Spending the people’s money

“Government is like a baby: An alimentary canal

 with a big appetite at one end and no sense of

 responsibility at the other.”

                                 − Ronald Reagan

 Is it an appropriate use of taxpayer money to fund a “tattoo removal violence prevention program,” a Sparta Teapot museum, a program to communicate with extra-terrestrials, the Pleasure Beach water taxi service, a Waterfree Urinal Conservation Initiative and a swine odor and manure management program?  Moreover, where in the Constitution is the power for Congress to spend our money this way?

Is this the work of Congress?  Is this the work of the Constitution?  Is this the people’s work?  There is so much pork barrel spending that an organization, Citizens Against Government Waste, devotes a book to it, the “Congressional Pig Book.”  That’s not a good sign.

Even worse, we have become so accustomed to and accepting of this waste that when President Obama promised to cut earmarks to $7.8 billion a year, we applauded.  Think about it.  We accept wasting nearly $8 billion a year as good news.

In 2009, Congress passed bills with 10,160 earmarks–10,160 ways they intentionally wasted our money by hiding it in other bills.

Fittingly, Vice President Biden summed up the government’s ignorance of money management when he said we have to spend money to keep from going bankrupt.  A bit different from what I was taught; it never occurring to me the way to solve debt and loss of income was to keep spending money rather than scrimping, saving and paying off debt.  It should bother us that our leaders make such ridiculous statements.  But it should really terrify us that they actually believe what they are saying.

The 1996 Congress did try to do the people’s work, passing a line-item veto bill, allowing the president to veto specific parts of a bill line by line.  Maintaining our system of checks and balances, the bill allowed Congress 30 days to overturn the president’s veto with a simple majority vote.

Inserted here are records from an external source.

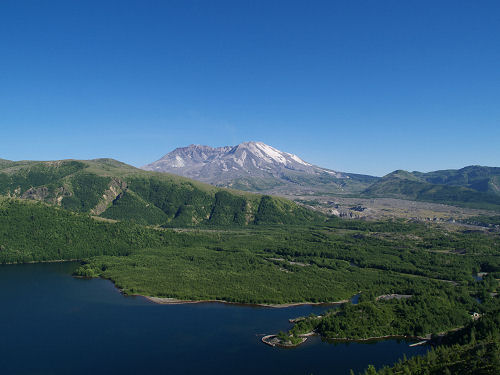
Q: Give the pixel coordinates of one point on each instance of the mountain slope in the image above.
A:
(114, 190)
(255, 166)
(484, 179)
(415, 186)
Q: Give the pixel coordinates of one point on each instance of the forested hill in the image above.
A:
(114, 190)
(475, 187)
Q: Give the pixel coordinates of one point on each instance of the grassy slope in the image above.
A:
(118, 191)
(402, 184)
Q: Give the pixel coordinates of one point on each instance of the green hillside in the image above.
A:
(483, 179)
(114, 190)
(415, 186)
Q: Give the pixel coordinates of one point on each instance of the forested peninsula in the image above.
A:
(168, 237)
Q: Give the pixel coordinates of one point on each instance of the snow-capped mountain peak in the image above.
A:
(222, 165)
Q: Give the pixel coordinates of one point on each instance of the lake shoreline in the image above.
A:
(175, 301)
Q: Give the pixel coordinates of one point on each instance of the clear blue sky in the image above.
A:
(357, 86)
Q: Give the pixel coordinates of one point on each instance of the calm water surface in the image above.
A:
(52, 323)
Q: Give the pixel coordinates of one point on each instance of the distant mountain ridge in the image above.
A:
(255, 166)
(472, 186)
(114, 190)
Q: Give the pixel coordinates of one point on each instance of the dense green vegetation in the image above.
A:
(414, 186)
(166, 236)
(475, 349)
(117, 191)
(33, 231)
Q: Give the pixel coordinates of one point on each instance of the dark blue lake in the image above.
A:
(52, 323)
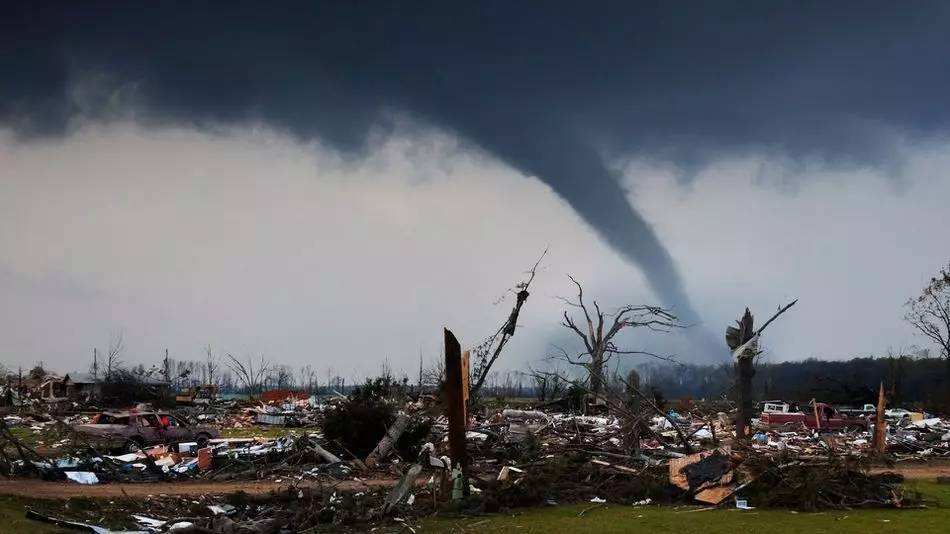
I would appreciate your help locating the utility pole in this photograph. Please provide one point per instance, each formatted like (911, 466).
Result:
(455, 410)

Congress not only preserved the balance of power, it improved it.

Too good to be true?  Absolutely.  It ended up before the Supreme Court and was declared unconstitutional because it interfered with the constitutional powers of Congress.  Have members of Congress and the Supreme Court become obstacles “we the people” have to overcome to return to the constitutionally limited government our founding fathers gave us?

The results of the Supreme Court supported quid pro quos and unending pork barrel spending?  In 2008 Congress wasted $17.2 billion, in 2009 $19.6 billion and in 2010 it looks like it will waste $21.7 billion.  In the five-year span from 1998 to 2003 earmarks rose 346 percent.

Does Congress even have time to do the people’s work?  It cannot.  It has a full-time job dealing with the 10,160 earmarks each year, 40 earmarks voted into law every day, spending over $75 million a day on them.

Check your savings account.  Do you have $75 million a day to share with the government because the government has no earned income; its only source of money is us.  That is our $75 million a day we allow them to take.

Harold Coffin of the San Francisco Examiner accurately summed up the values of government saying, “When George Washington threw the dollar across the Rappahannock River, he didn’t realize he was establishing a precedent for government spending.”

Whose blame?  Whose fault?  Ours.  The voters.  We vote them into office and then refuse to vote them out.  Or, we are too busy or too unconcerned to vote at all, believing our vote cannot make a difference.

We can change it.  We have the power each time we go into the voting booth or each time we decide not to vote.  Our vote does make a difference, a huge difference.  Our power.  Our choice.  Our vote.  Our fault.